A new rule from the Federal Aviation Administration will make it easy for airlines to share information regarding their pilots with each other.
It's the latest step to improve air safety as a result of the crash of Colgan Air Flight 3407 in Clarence Center 12 years ago.
The Pilot Records Database will be maintained by the F.A.A., and will require the airlines to report their pilots' employment history, training and qualifications.
The information can now be shared between air carriers, which will also be required to review records in the database before hiring pilots.
The database will include the following information:
- FAA pilot certificate information, such as certificates and ratings
- FAA summaries of unsatisfactory pilot applications for new certificates or ratings
- FAA records of accidents, incidents, and enforcement actions
- Records from employers on pilot training, qualification, and proficiency
- Pilot drug and alcohol records
- Employers’ final disciplinary action records
- Pilot records concerning separation of employment
- Verification of pilot motor vehicle driving record.

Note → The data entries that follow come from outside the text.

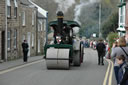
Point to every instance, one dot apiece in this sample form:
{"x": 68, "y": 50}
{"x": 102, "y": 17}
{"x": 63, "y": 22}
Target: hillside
{"x": 86, "y": 12}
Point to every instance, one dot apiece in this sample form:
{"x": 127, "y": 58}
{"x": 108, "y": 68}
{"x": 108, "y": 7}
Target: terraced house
{"x": 19, "y": 21}
{"x": 121, "y": 22}
{"x": 123, "y": 19}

This measure was part of the push made by the families of the 49 passengers and crew who died, along with another person on the ground, when the crash occurred in February of 2009.

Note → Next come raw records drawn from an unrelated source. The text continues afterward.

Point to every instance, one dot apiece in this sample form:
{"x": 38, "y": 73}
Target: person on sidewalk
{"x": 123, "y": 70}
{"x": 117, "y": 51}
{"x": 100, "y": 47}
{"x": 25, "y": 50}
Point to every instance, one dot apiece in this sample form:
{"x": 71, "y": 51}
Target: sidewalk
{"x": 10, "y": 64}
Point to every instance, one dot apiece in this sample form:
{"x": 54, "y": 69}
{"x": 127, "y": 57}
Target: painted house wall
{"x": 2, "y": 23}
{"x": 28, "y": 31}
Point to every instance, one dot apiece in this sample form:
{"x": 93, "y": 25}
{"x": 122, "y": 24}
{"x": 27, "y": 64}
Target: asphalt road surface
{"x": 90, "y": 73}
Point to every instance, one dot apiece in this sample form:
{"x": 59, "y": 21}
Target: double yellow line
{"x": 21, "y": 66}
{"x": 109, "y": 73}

"I've said this before that in New York State, if you want to drive a school bus, they check their records all the way to when you got your driver's license," said John Kausner, who along with his wife Marilyn, lost their 24 year old daughter in the crash later blamed on pilot error.
"He was not qualified to fly that plane... he had failed five check rides prior to that and the airline didn't know it," John Kausner said. "And they testified at the NTSB hearing that had they known it, they wouldn't have hired him."
But while it's taken 12 years to get to this point airlines will have more than three years more to fully comply with the new rules.
"Welcome to the federal government," John Kausner said. "Yes, they have to come into compliance in 36 months. I think they have all the data collected, so why it can't be next month is beyond me but that's where we're at."
Flight 3407 families are heralding the news, however, as an important and final piece of a puzzle toward safer skies, which follows their previously successful efforts to lobby for increased and more rigorous pilot training and for mandatory rest periods between flights for air crews.
"It's a proud moment for us and we believe that the greatest legacy to our loved ones are all the lives that have been saved because they inspired us and we feel like we finished the race," Marilyn Kausner said.
Added her husband, "A lot of people don't realize that we haven't had an airline crash in the United States in 12 years. In the 20 years preceding that there was more than one crash per year on average in the United States. That was the record before the 3407 crash, and in the 12 years since there have been zero. And that's not just due to our efforts, but also due to the efforts of our congressional delegation and media which has kept these issues in the public eye."